The Brown Envelope

It arrived on Monday, earlier this week.  The arrival of our post was heralded  by our otherwise gentle, soppy little dogs, Oscar and Digby; snarling and barking like savage ‘Hounds from Hell’ as they launched themselves at our front door in an effort to see-off our friendly Postman.  I went outside to our wall mounted post box; installed in a bid to ensure that our sweet, cute little dogs do not have the opportunity to ferociously rip our poor Postman’s fingers off, and inside I found the standard brown envelope I had been waiting for.
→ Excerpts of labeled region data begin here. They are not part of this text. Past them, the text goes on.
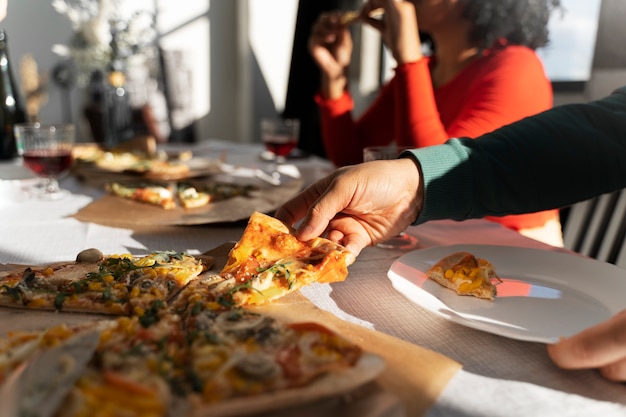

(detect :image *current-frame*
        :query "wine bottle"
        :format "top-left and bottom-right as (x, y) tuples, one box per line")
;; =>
(0, 30), (26, 160)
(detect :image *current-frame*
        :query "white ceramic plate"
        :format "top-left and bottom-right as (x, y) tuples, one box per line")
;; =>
(388, 245), (626, 343)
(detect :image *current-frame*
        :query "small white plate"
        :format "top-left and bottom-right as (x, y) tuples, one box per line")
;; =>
(388, 245), (626, 343)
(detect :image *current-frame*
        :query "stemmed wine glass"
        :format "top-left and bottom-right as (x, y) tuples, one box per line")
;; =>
(15, 123), (75, 200)
(261, 118), (300, 184)
(363, 144), (418, 250)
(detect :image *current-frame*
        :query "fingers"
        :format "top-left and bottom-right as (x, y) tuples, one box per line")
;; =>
(548, 311), (626, 381)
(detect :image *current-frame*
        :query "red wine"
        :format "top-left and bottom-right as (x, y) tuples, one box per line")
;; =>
(24, 149), (72, 177)
(263, 135), (298, 156)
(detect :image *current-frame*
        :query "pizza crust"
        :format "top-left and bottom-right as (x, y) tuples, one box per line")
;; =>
(426, 252), (499, 300)
(190, 353), (385, 417)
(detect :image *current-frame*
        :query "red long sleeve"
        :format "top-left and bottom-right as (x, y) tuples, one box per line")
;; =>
(316, 45), (558, 229)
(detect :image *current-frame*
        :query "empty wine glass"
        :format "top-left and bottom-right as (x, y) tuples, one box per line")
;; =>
(363, 145), (418, 250)
(15, 123), (75, 200)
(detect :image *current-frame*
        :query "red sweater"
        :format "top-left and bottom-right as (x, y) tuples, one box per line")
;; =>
(315, 45), (558, 230)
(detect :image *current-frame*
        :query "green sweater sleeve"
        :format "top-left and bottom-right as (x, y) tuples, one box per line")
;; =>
(403, 87), (626, 224)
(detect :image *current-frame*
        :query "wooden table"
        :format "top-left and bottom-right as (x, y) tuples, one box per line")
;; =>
(0, 141), (626, 417)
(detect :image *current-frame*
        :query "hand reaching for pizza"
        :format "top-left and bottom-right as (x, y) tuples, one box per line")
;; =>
(548, 310), (626, 381)
(276, 158), (421, 255)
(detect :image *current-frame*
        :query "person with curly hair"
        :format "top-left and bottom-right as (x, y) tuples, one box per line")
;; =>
(309, 0), (563, 246)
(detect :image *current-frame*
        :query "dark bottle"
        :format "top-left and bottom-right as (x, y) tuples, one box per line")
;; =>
(0, 30), (26, 160)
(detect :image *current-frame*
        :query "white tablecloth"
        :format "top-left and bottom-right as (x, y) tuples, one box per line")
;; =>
(0, 142), (626, 417)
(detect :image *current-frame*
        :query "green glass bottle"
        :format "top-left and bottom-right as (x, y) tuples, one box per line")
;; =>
(0, 30), (26, 160)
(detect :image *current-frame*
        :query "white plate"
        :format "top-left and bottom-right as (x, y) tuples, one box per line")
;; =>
(388, 245), (626, 343)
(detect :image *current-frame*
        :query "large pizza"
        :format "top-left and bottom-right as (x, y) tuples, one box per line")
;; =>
(0, 213), (383, 416)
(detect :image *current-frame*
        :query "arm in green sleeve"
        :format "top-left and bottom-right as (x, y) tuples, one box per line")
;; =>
(403, 87), (626, 224)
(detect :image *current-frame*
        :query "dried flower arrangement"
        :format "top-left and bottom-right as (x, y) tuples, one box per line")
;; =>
(52, 0), (156, 86)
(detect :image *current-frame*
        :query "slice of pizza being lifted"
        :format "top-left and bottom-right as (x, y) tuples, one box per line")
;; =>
(219, 212), (355, 305)
(426, 252), (500, 300)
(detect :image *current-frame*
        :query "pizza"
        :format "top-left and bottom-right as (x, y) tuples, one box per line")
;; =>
(0, 309), (383, 417)
(219, 212), (356, 305)
(105, 182), (176, 210)
(105, 181), (256, 210)
(0, 213), (370, 416)
(426, 252), (500, 300)
(0, 249), (210, 316)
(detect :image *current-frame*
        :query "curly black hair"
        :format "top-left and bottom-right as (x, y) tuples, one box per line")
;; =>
(462, 0), (563, 49)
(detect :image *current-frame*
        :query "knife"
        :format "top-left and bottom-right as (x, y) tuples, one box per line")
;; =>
(0, 331), (100, 417)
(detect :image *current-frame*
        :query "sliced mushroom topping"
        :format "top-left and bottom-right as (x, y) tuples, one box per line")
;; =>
(76, 248), (104, 264)
(235, 352), (280, 380)
(216, 310), (274, 339)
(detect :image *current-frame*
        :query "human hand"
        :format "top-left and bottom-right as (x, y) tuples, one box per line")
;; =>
(361, 0), (422, 64)
(308, 12), (353, 98)
(548, 310), (626, 381)
(275, 158), (423, 256)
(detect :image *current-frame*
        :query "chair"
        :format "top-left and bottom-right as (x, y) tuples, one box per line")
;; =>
(563, 189), (626, 268)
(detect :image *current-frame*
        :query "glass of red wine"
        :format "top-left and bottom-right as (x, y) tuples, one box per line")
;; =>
(261, 118), (300, 179)
(15, 123), (75, 200)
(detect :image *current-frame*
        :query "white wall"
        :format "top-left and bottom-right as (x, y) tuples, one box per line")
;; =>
(0, 0), (298, 142)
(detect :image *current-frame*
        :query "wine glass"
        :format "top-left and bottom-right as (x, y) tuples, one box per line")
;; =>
(261, 118), (300, 183)
(363, 144), (418, 250)
(15, 123), (75, 200)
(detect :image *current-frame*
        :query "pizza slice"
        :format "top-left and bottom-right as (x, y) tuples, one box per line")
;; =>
(177, 183), (212, 209)
(218, 212), (355, 305)
(426, 252), (500, 300)
(106, 182), (176, 210)
(0, 249), (210, 314)
(186, 309), (363, 406)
My new Driving Licence had arrived.   I remember, when I first passed my driving test over twenty years ago, the arrival of my new Driving Licence felt so exciting.  It was just the paper version of the Driving Licence, back then, heralding such a wonderful new phase in life; greater independence and freedom.  Now, however, the arrival of my new Driving Licence represents quite  the opposite.  What better way for my future decline to be signposted, than by this arrival?

My new Driving Licence came, for the first time, without a paper counterpart; for the Government has recently ended paper versions of the Driving Licence.  It is just the photocard.  There I was; the same photo staring back at me and yet the photocard has one major difference.   Instead of an expiry date set three decades from now, as it had been, the expiry date is now set at three years from now; 2020.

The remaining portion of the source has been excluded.